Rupert Everett attempts to downplay gay parenting row
Rupert Everett appears to be trying to limit the damage from his controversial remarks about gay parents.
He added: “Some people might not agree with that. Fine! That’s just my opinion”.
On Wednesday, during an interview on ITV1’s This Morning, the gay actor said: “I’m not against anybody doing anything”.
“Listen, the good news on this is I’m not applying for any sort of public office,” Everett said.
“I don’t want to be an MP, I don’t want to be in the council, I’m just an individual with my own life and the things that I want to do myself.”
He continued: “I’m not against anybody doing anything. I think the reason that’s great about living in England, is we can do more or less what we want.
“Science moves on, there are all sorts of new things that we are able to do – we’d be fools not to do it.
“I’m not one of those people who wants to say, ‘Oh no, you can’t do that, we’ve got to pull the clocks back’.
Everett added: “Just I, personally, feel like that. But it doesn’t mean to say… I have lots of gay friends with children, I have lots of gay friends who have got married, I’ve been to lots of gay weddings, but I’m not big into marriage straight or gay to be honest.

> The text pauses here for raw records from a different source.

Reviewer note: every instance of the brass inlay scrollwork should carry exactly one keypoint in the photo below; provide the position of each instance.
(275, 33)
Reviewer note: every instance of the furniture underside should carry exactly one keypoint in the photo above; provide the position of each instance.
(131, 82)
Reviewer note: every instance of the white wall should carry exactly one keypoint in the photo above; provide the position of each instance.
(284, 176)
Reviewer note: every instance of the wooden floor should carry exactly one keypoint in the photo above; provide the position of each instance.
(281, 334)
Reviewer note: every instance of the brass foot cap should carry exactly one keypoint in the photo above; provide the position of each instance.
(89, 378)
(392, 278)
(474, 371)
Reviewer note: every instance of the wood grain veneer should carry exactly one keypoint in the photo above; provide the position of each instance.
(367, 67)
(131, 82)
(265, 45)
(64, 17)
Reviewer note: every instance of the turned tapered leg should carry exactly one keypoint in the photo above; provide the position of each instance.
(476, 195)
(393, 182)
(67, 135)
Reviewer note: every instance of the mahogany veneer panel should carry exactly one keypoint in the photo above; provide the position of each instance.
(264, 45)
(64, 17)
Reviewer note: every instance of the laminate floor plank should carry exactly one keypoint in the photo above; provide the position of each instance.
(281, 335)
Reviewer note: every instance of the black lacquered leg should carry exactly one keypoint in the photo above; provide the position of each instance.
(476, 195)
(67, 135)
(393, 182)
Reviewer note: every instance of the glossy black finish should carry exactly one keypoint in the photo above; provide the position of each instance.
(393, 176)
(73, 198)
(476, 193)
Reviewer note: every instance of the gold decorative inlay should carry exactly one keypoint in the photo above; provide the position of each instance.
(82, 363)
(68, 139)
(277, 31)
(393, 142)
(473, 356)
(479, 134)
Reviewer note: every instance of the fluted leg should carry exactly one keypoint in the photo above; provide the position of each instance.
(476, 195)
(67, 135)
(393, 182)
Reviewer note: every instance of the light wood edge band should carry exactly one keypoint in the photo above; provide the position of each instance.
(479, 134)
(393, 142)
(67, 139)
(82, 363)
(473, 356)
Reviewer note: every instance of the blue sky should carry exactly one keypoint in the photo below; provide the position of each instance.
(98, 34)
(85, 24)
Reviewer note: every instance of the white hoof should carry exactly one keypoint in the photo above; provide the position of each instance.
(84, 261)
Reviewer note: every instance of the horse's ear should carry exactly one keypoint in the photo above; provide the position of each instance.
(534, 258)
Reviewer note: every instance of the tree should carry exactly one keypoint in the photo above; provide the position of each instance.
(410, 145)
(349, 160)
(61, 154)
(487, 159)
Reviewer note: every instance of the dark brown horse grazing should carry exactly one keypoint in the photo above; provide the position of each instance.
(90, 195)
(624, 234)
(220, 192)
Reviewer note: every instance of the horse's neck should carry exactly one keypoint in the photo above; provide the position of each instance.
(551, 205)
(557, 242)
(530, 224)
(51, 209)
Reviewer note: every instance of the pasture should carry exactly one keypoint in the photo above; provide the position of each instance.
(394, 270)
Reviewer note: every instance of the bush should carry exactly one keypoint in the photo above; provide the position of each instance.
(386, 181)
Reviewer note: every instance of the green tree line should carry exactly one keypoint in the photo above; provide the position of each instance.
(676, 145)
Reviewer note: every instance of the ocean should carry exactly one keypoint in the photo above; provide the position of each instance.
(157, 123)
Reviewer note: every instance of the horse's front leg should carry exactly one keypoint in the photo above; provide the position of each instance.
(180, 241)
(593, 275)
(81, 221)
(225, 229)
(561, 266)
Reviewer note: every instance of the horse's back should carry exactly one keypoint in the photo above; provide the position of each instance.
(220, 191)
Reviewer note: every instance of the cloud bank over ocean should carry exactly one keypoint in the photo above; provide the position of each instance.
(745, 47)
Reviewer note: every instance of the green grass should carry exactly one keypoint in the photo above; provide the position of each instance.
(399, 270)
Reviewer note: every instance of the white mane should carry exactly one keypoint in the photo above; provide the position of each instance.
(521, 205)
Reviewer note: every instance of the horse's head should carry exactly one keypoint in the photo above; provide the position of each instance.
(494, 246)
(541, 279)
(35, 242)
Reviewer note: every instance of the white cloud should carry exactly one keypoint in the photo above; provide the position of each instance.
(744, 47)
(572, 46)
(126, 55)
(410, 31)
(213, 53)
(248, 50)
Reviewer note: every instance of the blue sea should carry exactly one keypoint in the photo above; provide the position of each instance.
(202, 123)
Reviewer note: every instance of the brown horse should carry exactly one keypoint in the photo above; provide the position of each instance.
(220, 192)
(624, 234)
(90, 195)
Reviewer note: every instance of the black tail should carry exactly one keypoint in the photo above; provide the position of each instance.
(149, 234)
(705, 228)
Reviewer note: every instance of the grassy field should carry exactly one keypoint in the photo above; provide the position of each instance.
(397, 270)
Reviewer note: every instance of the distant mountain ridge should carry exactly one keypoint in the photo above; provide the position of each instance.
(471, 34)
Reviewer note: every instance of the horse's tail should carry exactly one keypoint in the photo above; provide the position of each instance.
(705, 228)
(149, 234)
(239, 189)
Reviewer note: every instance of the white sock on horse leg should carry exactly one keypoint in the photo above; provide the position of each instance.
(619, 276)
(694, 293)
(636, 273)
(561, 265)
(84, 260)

Gay rights groups in the UK and the US have criticised Everett’s original parenting remarks.
Ben Summerskill, the chief executive of Stonewall, Britain’s largest gay rights charity, said: “Rupert should get out a little bit more to see the facts for himself.”
“There is absolutely no evidence that the kids of gay parents suffer in the way they are being brought up or in how they develop.”